Dans leurs actes, les militantes pour les droits des femmes représentent vraiment le porte-drapeau des soulèvements arabes qui réclamaient une vraie démocratie. Si les droits des femmes sont parfois considérés comme secondaires dans le processus démocratique, l’égalité des sexes est en réalité un aspect essentiel de la vraie démocratie.

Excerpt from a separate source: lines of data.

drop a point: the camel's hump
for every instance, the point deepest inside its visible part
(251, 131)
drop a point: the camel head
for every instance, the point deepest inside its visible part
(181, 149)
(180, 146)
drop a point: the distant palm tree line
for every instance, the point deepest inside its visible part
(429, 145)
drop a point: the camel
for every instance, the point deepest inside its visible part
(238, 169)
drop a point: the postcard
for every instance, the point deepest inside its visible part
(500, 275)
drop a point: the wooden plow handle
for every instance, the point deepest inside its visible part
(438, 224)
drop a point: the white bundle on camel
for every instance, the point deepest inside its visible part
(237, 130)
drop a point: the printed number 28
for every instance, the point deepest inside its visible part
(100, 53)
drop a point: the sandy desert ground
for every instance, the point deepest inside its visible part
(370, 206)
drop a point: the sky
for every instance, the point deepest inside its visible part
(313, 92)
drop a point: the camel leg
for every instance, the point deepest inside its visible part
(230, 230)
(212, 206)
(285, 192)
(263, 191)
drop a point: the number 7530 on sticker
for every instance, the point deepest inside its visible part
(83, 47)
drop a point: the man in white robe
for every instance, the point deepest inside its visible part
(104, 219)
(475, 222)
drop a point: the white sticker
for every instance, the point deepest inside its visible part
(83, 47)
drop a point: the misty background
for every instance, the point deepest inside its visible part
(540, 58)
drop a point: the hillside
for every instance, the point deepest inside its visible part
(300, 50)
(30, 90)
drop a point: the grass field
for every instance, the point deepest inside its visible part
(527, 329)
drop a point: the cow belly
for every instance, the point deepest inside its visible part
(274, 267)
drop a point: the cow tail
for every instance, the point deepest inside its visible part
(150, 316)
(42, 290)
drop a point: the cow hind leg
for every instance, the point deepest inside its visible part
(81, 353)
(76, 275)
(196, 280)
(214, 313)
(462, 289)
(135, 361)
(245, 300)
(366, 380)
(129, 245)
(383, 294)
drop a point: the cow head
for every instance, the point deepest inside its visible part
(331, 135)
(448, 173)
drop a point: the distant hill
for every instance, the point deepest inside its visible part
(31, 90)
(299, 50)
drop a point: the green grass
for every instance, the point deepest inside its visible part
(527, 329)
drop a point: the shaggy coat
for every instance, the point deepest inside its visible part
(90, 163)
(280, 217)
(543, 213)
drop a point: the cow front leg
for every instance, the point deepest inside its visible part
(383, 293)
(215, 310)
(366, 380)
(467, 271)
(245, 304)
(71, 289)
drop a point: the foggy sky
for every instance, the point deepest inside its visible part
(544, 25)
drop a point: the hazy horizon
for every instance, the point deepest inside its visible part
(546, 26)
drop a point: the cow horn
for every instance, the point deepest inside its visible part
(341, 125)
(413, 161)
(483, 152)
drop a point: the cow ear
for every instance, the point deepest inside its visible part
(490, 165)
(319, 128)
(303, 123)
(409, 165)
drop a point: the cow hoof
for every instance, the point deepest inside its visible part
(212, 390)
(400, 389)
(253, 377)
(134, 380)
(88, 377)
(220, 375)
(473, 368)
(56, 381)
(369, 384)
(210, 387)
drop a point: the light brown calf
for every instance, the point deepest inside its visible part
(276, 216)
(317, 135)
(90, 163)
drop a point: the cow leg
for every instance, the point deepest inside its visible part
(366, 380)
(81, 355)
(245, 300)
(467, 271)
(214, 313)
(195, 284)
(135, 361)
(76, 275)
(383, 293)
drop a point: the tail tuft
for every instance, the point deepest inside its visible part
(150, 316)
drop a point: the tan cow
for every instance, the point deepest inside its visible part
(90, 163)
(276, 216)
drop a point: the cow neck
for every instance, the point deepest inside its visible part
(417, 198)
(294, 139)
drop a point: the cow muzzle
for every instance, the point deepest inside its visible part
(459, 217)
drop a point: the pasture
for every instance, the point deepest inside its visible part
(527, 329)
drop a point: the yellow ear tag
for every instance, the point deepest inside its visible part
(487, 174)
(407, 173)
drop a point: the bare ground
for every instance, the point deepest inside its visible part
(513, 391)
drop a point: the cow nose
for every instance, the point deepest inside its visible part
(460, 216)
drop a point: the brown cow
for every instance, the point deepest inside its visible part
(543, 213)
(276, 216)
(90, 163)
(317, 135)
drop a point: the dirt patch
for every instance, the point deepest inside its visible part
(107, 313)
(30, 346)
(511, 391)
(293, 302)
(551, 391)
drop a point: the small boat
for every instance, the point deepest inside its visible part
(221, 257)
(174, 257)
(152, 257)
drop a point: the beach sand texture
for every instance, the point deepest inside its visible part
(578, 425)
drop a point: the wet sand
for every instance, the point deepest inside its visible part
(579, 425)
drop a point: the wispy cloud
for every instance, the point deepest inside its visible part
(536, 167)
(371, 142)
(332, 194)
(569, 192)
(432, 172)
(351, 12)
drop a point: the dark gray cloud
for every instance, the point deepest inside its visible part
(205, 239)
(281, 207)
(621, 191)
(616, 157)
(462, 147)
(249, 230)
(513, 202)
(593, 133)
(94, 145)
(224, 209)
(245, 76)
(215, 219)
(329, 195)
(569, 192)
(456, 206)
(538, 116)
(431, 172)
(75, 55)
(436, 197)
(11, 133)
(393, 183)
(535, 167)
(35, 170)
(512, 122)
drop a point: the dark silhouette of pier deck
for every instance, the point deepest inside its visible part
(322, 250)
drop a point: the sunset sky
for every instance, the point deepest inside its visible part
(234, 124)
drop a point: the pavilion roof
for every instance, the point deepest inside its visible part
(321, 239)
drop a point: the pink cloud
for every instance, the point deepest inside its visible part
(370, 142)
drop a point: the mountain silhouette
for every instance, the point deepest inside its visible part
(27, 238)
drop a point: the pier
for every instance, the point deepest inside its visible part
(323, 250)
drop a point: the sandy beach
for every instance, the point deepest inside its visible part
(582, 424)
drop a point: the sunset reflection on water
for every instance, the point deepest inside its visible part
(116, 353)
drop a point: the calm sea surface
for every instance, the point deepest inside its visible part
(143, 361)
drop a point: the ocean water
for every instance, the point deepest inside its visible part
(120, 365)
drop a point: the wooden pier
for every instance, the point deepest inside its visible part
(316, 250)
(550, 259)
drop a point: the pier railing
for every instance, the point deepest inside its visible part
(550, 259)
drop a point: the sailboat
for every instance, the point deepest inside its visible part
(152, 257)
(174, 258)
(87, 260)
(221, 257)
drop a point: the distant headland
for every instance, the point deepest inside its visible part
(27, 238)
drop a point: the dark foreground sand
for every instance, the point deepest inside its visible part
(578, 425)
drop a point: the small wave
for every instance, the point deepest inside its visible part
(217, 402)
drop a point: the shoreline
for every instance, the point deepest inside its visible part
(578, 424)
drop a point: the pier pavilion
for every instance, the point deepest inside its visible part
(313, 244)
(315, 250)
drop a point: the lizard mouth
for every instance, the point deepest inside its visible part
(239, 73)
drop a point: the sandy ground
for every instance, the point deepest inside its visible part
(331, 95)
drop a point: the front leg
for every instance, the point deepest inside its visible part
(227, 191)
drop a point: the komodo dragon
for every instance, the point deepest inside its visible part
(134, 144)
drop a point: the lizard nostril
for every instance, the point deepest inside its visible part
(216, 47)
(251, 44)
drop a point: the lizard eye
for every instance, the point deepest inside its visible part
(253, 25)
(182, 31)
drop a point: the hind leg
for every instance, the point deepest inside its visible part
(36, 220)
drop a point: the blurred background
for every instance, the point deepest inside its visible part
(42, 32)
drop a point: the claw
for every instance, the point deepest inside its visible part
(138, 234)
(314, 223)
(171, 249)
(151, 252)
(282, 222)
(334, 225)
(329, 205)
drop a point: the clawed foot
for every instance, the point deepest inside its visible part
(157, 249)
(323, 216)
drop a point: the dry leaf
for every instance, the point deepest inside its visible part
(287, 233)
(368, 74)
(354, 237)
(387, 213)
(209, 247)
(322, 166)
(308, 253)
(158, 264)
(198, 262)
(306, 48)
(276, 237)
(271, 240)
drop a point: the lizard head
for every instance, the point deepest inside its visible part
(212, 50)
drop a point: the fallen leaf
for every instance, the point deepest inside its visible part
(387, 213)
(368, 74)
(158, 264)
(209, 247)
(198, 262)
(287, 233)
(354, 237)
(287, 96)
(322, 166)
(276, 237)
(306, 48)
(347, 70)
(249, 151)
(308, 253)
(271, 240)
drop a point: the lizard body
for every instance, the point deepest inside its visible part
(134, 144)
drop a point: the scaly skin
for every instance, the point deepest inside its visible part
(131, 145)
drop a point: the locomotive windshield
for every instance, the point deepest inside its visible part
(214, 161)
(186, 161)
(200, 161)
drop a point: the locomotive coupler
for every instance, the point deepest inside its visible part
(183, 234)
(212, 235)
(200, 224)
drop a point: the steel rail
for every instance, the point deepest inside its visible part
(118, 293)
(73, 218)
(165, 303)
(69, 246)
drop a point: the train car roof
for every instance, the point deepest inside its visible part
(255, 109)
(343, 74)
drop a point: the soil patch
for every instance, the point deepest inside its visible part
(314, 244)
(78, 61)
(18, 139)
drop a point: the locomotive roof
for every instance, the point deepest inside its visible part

Sous les dictatures, l’inégalité des sexes est trop souvent considérée comme un détail sans importance comparé à la situation dans son ensemble. Dans de nombreux mouvements révolutionnaires, les personnes marginalisées telles que les femmes et les minorités sont les premières à nourrir un espoir de changement puis elles finissent par connaître la même discrimination une fois les dictateurs renversés. On leur dit d’attendre, d’être patientes et que leur heure viendra.
C’est inacceptable. Les droits des femmes sont au coeur des droits de l’homme. Par conséquent, toute revendication en faveur de la démocratie ne peut tout simplement pas écarter la moitié de la population. Un changement pour un mieux doit être un changement pour tous sinon, à terme, il n’y aura de changement pour personne.
De ce point de vue, le Printemps arabe est en cours. Si certains disent qu’il a échoué, les initiatives telles que le Soulèvement des femmes dans le monde arabe réclament une place pour les gens ordinaires dans la participation au processus politique. En s’exprimant en tant que membres en marge de la société refusant de rester des citoyennes de seconde classe, il est clair que ces militantes pour les droits des femmes ne laisseront pas passer la dynamique du changement.
* Nada Akl est une journaliste indépendante installée à Beyrouth. Article écrit pour Service de Presse de Common Ground (CGNews).